Oggi, uno degli obiettivi del movimento No Pfas è acquisire maggiori dati sulla concentrazione di Pfas nella filiera agricola. Sono ancora pochi i dati diffusi sugli alimenti inquinati: “Nel novembre 2017 la Regione Veneto ha reso pubbliche alcune criticità, in particolare nelle specie ittiche, nel fegato di suino e nelle uova di produzione familiare”, dice Marzia della ReteGas vicentina. Una porzione da 200 gr di pesce può contenere fino a 228 ng di Pfos, 200 gr di carne 586 ng, ma mancano ancora i dati georeferenziati. In altre parole: “Non sappiamo quale sia il contenuto di Pfas di un’insalata coltivata, per esempio, a Vicenza, piuttosto che a Lonigo. Il dato che abbiamo è una mediana di queste due analisi -spiega Michela-. Vogliamo dati precisi, per orientare i nostri acquisti verso una scelta salutare e chiedere tutele per gli agricoltori e le loro famiglie, che stanno subendo gravi danni”. Nel frattempo, in questa “piccola patria”, si sente l’eco del coro dei Crodaioli, guidati da Bepi De Marzi: “l’aqua zé morta disperà” e “tuti lo saveva”.


Pfas: salute e utilizzi
La letteratura epidemiologica riporta un’associazione tra esposizione alle sostanze perfluoroalchiliche (Pfas) e alterazioni di tipo metabolico ed endocrino. In particolare, nei bambini e negli adolescenti è stato osservato un legame con l’aumento della colesterolemia, con gli indici di adiposità e con i disturbi della tiroide. Inoltre sembra correlato un aumento dei tumori al testicolo, al rene e al pancreas e l’insorgenza di problemi neurologici nei neonati.

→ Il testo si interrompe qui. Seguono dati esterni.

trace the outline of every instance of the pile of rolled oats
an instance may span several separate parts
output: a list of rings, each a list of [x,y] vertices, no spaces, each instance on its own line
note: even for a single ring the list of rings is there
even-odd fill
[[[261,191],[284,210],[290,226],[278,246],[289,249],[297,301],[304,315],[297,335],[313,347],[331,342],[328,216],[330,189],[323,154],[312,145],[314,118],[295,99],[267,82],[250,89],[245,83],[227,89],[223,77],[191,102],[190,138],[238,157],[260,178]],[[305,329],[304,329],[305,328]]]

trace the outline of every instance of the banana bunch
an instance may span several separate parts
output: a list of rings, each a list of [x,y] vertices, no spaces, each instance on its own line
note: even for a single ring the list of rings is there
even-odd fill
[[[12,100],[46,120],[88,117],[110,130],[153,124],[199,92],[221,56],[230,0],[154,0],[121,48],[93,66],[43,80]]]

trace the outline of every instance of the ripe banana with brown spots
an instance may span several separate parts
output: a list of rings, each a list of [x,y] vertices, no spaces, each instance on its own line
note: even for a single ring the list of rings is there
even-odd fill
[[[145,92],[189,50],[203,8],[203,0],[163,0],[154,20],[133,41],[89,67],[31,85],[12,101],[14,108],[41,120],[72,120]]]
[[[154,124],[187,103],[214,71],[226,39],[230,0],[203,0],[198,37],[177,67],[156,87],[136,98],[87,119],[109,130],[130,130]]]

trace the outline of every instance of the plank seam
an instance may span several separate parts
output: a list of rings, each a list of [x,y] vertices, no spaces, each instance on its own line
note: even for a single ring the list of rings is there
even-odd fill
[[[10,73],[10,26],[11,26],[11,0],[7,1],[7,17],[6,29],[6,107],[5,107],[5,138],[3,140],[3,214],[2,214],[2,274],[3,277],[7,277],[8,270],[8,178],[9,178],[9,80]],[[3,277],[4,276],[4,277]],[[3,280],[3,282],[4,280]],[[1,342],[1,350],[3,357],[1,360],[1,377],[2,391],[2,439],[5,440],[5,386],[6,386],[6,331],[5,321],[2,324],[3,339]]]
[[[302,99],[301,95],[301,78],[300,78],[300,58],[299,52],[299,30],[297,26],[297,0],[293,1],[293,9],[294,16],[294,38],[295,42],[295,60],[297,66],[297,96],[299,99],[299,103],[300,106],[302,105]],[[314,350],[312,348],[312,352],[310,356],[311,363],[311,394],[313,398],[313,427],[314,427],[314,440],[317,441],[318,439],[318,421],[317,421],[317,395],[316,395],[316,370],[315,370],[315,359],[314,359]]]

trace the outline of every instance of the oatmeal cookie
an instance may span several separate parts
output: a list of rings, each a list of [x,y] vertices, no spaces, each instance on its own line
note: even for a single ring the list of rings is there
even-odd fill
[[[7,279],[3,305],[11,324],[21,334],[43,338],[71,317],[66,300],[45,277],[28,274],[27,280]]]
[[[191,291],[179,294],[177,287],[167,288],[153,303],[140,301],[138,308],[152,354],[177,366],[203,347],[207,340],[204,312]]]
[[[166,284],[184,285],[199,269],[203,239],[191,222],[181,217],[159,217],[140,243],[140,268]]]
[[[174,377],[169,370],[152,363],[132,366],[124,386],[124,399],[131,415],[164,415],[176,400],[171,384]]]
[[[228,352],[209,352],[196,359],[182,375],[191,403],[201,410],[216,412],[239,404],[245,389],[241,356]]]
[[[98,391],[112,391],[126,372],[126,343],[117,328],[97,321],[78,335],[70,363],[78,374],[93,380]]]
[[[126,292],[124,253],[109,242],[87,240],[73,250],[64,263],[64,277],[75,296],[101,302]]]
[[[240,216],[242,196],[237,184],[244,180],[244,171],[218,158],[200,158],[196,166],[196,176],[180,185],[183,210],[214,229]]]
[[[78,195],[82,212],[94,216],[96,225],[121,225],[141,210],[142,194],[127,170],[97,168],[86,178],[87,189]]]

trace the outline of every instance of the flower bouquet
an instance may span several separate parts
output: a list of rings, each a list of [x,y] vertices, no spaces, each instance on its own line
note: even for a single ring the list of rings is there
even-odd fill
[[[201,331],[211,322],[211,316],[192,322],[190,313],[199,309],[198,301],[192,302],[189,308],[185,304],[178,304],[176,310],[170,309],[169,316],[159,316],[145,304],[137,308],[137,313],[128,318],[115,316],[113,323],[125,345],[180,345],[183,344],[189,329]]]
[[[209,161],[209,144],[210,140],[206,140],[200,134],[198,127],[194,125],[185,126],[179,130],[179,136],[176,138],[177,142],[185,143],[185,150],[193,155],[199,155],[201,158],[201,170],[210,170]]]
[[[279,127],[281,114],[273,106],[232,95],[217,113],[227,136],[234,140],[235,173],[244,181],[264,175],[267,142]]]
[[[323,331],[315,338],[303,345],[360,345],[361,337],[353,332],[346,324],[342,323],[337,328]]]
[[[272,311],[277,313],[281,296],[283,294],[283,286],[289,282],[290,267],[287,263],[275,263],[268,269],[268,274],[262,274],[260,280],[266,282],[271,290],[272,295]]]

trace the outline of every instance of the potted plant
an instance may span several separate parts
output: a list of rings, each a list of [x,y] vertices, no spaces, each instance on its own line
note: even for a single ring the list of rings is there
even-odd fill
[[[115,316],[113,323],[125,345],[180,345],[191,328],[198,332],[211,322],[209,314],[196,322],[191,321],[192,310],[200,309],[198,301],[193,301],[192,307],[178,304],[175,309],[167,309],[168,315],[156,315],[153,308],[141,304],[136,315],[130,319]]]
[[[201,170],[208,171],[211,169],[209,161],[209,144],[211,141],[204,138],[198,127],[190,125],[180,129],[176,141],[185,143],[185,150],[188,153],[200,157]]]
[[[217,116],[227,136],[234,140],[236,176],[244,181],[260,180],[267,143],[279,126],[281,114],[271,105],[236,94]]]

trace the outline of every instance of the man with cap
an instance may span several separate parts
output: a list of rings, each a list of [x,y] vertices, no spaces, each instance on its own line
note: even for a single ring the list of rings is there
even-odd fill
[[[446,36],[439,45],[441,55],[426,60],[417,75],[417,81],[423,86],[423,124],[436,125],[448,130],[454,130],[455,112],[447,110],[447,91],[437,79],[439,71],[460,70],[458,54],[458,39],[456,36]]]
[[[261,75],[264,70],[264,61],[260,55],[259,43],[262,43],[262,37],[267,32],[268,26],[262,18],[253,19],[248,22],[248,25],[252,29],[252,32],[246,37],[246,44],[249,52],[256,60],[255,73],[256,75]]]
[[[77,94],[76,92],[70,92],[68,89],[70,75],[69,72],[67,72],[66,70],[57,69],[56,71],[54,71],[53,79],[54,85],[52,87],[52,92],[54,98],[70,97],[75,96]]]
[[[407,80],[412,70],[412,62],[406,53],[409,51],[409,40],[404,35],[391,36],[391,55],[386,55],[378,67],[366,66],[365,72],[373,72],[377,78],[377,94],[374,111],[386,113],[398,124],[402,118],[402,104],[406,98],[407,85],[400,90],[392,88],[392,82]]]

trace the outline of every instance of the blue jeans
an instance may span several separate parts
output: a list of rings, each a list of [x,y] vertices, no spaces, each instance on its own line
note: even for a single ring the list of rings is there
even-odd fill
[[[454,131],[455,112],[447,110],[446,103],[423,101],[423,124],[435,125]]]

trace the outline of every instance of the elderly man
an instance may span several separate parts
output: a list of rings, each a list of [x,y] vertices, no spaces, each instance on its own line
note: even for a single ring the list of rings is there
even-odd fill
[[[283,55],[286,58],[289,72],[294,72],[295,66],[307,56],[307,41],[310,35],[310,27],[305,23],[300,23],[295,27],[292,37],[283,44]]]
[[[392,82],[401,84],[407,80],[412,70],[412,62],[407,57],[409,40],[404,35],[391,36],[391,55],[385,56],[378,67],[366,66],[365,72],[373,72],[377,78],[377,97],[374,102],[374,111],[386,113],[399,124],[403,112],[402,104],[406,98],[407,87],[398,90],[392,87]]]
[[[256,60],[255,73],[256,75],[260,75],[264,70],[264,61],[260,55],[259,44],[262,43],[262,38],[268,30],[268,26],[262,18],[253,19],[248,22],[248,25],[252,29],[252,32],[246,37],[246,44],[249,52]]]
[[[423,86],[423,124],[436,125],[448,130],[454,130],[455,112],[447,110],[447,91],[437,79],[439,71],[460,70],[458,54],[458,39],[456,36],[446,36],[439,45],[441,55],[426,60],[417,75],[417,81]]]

In ambito industriale, i Pfas vengono utilizzati per la concia delle pelli, nel trattamento dei tappeti, nella produzione della carta e del cartone per uso alimentare, per rivestire le padelle antiaderenti, per realizzare tessuto tecnico idrorepellente e nella produzione di altri oggetti impermeabili.